名手・駒田徳広が阿部慎之助に授ける「一塁手の極意」 (3ページ目)
あと、キャッチャー出身の阿部選手に気をつけてほしいのが、ファーストはどんな送球に対しても捕りにいかなければならないということです。キャッチャーはボールを止めることが最優先だったと思うのですが、ファーストは捕らないとアウトにならないですから。ファーストが体を張ってボールを止めるのは、二死二塁で内野手の送球が逸れた時だけ。この時は、後逸だけはしないように体を張って止めにいきますが、それ以外は捕りにいく。そうした状況判断も大事になってくるでしょうね。

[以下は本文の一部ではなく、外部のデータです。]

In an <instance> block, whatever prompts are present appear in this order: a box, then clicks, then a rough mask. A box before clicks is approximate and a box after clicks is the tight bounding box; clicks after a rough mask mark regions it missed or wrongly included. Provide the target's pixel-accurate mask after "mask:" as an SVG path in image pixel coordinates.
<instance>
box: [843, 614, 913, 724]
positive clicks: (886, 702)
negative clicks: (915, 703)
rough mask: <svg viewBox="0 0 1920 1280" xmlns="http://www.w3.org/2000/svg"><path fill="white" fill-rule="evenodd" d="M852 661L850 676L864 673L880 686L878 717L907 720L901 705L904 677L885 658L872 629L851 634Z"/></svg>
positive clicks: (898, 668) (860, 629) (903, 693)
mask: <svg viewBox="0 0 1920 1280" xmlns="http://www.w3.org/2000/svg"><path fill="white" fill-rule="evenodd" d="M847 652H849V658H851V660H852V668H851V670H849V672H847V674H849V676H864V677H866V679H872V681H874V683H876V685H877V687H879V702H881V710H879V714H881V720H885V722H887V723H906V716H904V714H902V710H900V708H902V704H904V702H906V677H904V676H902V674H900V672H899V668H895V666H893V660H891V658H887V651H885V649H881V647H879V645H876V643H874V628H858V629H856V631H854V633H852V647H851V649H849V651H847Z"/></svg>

また、私がファーストを守っていて最も気をつけていたことは、チームメイトが投げたボールは一生懸命捕るということです。打者が打った打球というのはとんでもないスピードで飛んできますし、反応できないこともあります。正直、そんな打球を全部捕るのは無理です。だけど、チームメイトが投げてきたボールは何としても捕るんだという気持ちが必要です。
たとえば、内野手がファーストにとんでもない暴投を投げてきたとします。その時に、「どこに投げているんだ!」と絶対に思ってはいけません。ファーストがそういう態度をとってしまうと、内野手は委縮してしまいます。現役時代、10回のゴールデングラブ賞を獲らせていただきましたが、それよりも誇りに思っているのが、私がファーストを守っている時にイップス(※)になる内野手がひとりも出なかったことです。